Why Do We Procrastinate?
Like most teenagers, I had a big problem with procrastinating when I was growing up. I had a hard time doing things like getting homework done on time, cleaning my room, and clearing the dishwasher of clean dishes. In many ways, I've been able to get over it, but in others, there was something about certain tasks that made me want to bide my time before getting them done.
While looking up ways to beat laziness into submission, I learned something interesting about procrastinators. Sometimes we procrastinate because we're afraid of failure and the embarrassment that comes with it. We want everything we do to be perfect, but we don't always get our to-do list done right the first time. So instead of working on it so that we eventually get it right, we give up before we even try.
Thinking back, I'd be lying if I said I never noticed this. Growing up, there were some tasks that I put off doing because I didn't know how, and I'd be too nervous to ask for help. I felt like I had to have the answer for everything or else I wouldn't stand a chance. Even in college, there were times when I'd be too afraid to turn in a homework assignment for fear that my professor would think poorly of me.
There's also a question of having to do something continually. In other words, why bother doing it if we'll just have to do it again? Doing the job repeatedly doesn't often give people the satisfaction that they've done a good job in the first place. There's a Calvin and Hobbes comic strip where Calvin asks why he has to do stuff that other people do on a daily basis. He says “Why do I have to clean my room? It's just going to get messy again. Why do I have to take a bath? I'm just going to get dirty again. Why do I have to brush my teeth? I'm just going to eat again.” I used to ask my parents those same questions when I was a kid.
With that perspective in mind, how do we get anything done if there's a chance we won't get it right or if we'll just end up doing it again and again?
After thinking about it for a while, I've come up with some of my own answers:
1: It's better to try and do the best you can than to never try at all. While it's nice to reach perfection, that doesn't happen for everyone. And sometimes the effort we put into something will bring us closer to achieving what we want. For example, at school we get credit for completing our homework even if it isn't perfect. If we don't do it at all, we don't get any credit, resulting in a lower grade.

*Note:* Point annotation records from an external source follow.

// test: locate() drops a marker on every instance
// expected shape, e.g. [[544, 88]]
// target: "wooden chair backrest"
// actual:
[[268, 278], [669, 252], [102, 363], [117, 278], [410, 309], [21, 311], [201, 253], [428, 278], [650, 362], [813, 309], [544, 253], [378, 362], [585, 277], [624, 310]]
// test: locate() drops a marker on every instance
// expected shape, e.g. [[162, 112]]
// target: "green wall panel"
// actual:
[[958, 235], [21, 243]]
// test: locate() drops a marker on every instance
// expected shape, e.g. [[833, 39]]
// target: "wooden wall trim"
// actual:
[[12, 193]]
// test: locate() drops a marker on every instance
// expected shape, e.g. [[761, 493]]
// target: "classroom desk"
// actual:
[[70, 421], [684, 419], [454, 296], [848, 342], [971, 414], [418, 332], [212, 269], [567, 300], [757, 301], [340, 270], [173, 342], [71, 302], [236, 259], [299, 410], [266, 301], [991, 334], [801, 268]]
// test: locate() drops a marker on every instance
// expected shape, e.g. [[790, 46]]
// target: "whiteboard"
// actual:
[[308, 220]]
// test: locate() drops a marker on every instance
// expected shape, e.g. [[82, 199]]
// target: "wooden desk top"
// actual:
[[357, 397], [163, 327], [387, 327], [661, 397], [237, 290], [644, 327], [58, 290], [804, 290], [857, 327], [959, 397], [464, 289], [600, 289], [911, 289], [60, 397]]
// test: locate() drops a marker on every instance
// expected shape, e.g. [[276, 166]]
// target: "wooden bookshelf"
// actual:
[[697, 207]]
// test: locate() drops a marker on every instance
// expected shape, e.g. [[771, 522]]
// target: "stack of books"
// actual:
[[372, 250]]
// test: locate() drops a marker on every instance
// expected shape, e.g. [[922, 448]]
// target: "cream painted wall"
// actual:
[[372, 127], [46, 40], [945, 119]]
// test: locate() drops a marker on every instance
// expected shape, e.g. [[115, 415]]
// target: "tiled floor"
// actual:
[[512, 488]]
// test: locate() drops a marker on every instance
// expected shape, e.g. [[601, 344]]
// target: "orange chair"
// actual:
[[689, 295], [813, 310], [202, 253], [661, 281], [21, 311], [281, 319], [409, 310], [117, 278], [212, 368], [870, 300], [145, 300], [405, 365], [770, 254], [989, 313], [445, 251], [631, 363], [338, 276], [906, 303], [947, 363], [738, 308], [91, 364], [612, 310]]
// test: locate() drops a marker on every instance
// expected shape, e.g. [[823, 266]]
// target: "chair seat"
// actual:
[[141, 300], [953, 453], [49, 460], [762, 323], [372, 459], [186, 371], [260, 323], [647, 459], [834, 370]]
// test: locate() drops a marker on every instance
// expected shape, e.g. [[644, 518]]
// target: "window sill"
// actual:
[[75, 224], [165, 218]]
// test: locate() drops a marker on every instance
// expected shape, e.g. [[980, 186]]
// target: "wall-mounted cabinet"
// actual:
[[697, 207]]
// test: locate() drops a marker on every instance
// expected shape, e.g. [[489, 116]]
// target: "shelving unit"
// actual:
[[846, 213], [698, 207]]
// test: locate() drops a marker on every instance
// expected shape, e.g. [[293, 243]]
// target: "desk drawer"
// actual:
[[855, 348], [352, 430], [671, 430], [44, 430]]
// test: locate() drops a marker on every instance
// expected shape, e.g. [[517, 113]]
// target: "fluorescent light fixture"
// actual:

2: Continual maintenance, while repetitive and boring at times, is still much more bearable than watching life fall apart right before our eyes. We clean our rooms to keep them organized and to make them a safe place to live. If we keep letting the mess pile up, it could get to the point where we can't even walk through the room anymore. It could even make the room an unhealthy and unsafe environment.
We take baths and showers for similar reasons. While it's not usually the best idea to judge a book by its cover, the outward appearance is generally what gives people a first impression, and cleanliness proves to be a vital aide. As for clean teeth, brushing does more than make teeth look nice and white; brushing also strengthens teeth and prevents them from wearing, tearing, and falling out of our mouths. And we do homework to fortify brainpower. Homework, dull as it is, allows us to demonstrate what we learned in class and helps us exercise knowledge.
3: Trial and error is the key to success. Just because it didn't work the first time, doesn't mean it won't ever work. Failure isn't always a pleasant experience, but it is an experience nevertheless. Sometimes we have to make mistakes, not for the sake of messing up, but for the sake of learning what's acceptable and what isn't.
I'm not saying that we can't have any time to relax. The belief that “all work and no play makes Jack a dull boy” has a lot of truth to it. Sometimes we just need moments to ourselves so that we can sit back, relax, and enjoy the fruits of our labor. But without the labor, we can't enjoy the fruit.